I’ve been quiet lately on this blog. Why? Because I’ve been wrestling with all the various inventive reactor design strands over the two-plus decades from the first reactor in 1942, and during that time it was never clear how much should live onward in my book and how much I should spit out here. But now I’m gaining clarity (and let me tell you, reactor design is one interesting field … bewilderingly complex but fascinating) and can return to telling you all the bits and pieces that tickle my fancy.

Masters & Way
Masters, Dexter & Katherine Way, eds. 1946. One World or None: A Report to the Public on the Full Meaning of the Atomic Bomb. Federation of Atomic Scientsts, New York.

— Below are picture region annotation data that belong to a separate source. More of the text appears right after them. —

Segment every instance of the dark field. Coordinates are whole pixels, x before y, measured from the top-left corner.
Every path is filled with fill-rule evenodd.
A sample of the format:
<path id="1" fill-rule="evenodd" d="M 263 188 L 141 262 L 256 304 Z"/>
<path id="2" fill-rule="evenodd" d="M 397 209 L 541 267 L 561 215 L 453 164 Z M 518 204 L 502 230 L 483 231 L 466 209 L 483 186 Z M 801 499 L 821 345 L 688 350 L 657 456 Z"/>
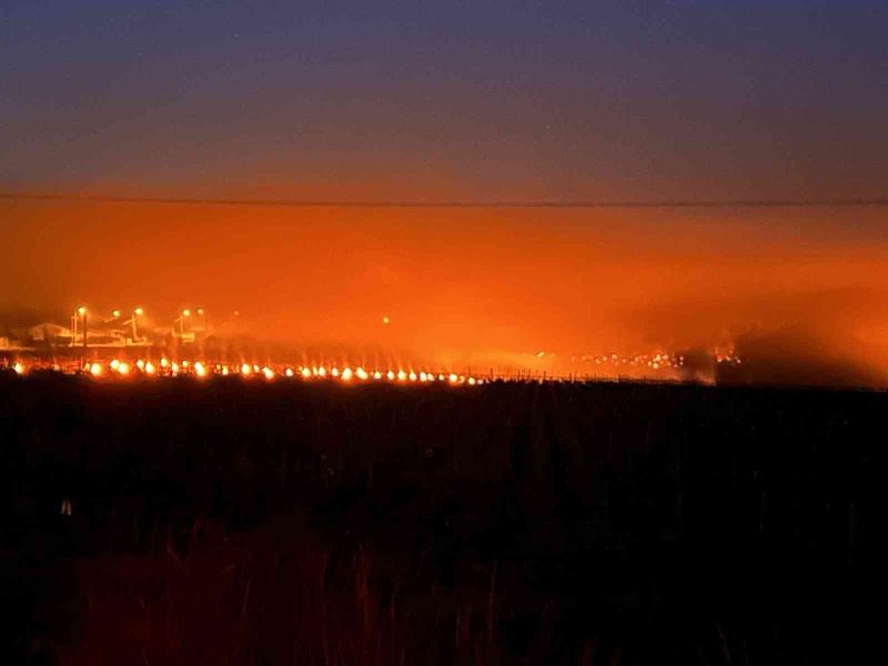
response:
<path id="1" fill-rule="evenodd" d="M 855 663 L 887 407 L 4 375 L 0 660 Z"/>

Take a look at the front cover of this book, which came out in 1946 as an immediate reaction to Hiroshima and Nagasaki. I have the 2007 edition reissued by the Federation of American Scientists. What a flotilla of worthies, from Einstein to Oppenheimer! I certainly encourage you to read it but, honestly, I got little out of it for my book.

But I did like the fifteen-page essay titled “The new power” about the possibilities of fission for electricity generation. It’s written by Gale Young, one of the young physicists who worked under Alvin Weinberg during the Manhattan Project and then at postwar Oak Ridge. Apparently he remained active in nuclear reactor work for years but he disappears from my radar soon after penning this introductory essay. I enjoy his light touch as he describes the challenge for the pioneers in devising reactor shielding (don’t you just love the word “romp”?):

Since both neutrons and gamma rays are dangerous to living tissue, both must be shielded against in operating a fission power source. In this respect a fission source is even worse than a radium source; each give out several percent of its energy in the form of dangerous penetrating radiation, but the mixed nature of the fission radiation makes it harder to cope with and requires greater shield thicknesses. For example, lead is effective against gamma rays, but neutrons romp through it with ease; water is good against neutrons since it slows them down and renders them easily absorbable, but it has little stopping power for gamma rays. A thin lightweight shield would be one of the most valuable inventions in the atomic-power field; unfortunately this does not seem to be on the cards.